Three lawsuits, a bunch of Atlanta police misconduct, some reforms and $1.475 million later, Mayor Kasim Reed, the city and its LGBT residents might just be done with the botched Eagle raid.
Maybe just maybe.
On Monday, the Atlanta City Council approved a $330,000 settlement to end a third lawsuit filed by gay attorney Dan Grossman over the raid. The city’s total payout for the botched Eagle raid? $1.475 million. Chip in another $25,000 to pay Grossman for making sure Atlanta police implement reforms mandated by the lawsuits.
The settlement on Monday came packaged in a $940,000 offering to Grossman, who has filed three other lawsuits alleging misconduct by Atlanta police.

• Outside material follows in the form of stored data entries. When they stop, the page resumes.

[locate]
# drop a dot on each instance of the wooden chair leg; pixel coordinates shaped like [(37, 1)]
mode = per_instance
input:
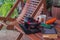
[(20, 36), (10, 27)]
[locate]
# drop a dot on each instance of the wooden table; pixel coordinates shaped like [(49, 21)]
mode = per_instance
[(38, 36)]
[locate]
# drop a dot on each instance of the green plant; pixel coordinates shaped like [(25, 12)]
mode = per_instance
[(5, 8)]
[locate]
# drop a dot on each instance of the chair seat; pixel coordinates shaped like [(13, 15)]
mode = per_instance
[(9, 35)]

Think strip searches, seized cameras and a dislike of women in chairs. That other strip search and ass play in public? That’s so eight months ago.
The GA Voice offers a breakdown of the City Council settlement for Grossman’s non-Eagle lawsuits:
Grossman represented several men who alleged they were illegally strip searched in public. That suit was settled for $470,000 plus mandatory training of officers on constitutional rights to go along with similar Eagle training.
The APD arrested a woman for videotaping a male being beaten by Red Dog Officers and confiscated her cellphone. This case was settled for $50,000.
The city settled a lawsuit by a woman arrested while sitting in a chair for $90,000.
A statement from Reed’s office heralded the settlements as a big accomplishment, despite fighting the lawsuits each step of the way, ignoring opportunities to settle them and having city attorneys that botched the cases.
The city is pleased to end this chapter of litigation and move forward in the spirit of cooperation. Plaintiffs and the city jointly recognize that now is the time to end costly and time-consuming litigation and conflict, and move forward with a newly-strengthened relationship between the police department and the community.
Grossman was a little less sanguine.
“Over the past 24 months the city has paid out $2.6 million dollars all for police misconduct,” he tells the GA Voice. “The police department could have been improved without the city paying $2.6 million.”
Besides, the city still faces at least one more lawsuit over the raid. But at least that Atlanta cop won’t get his job back.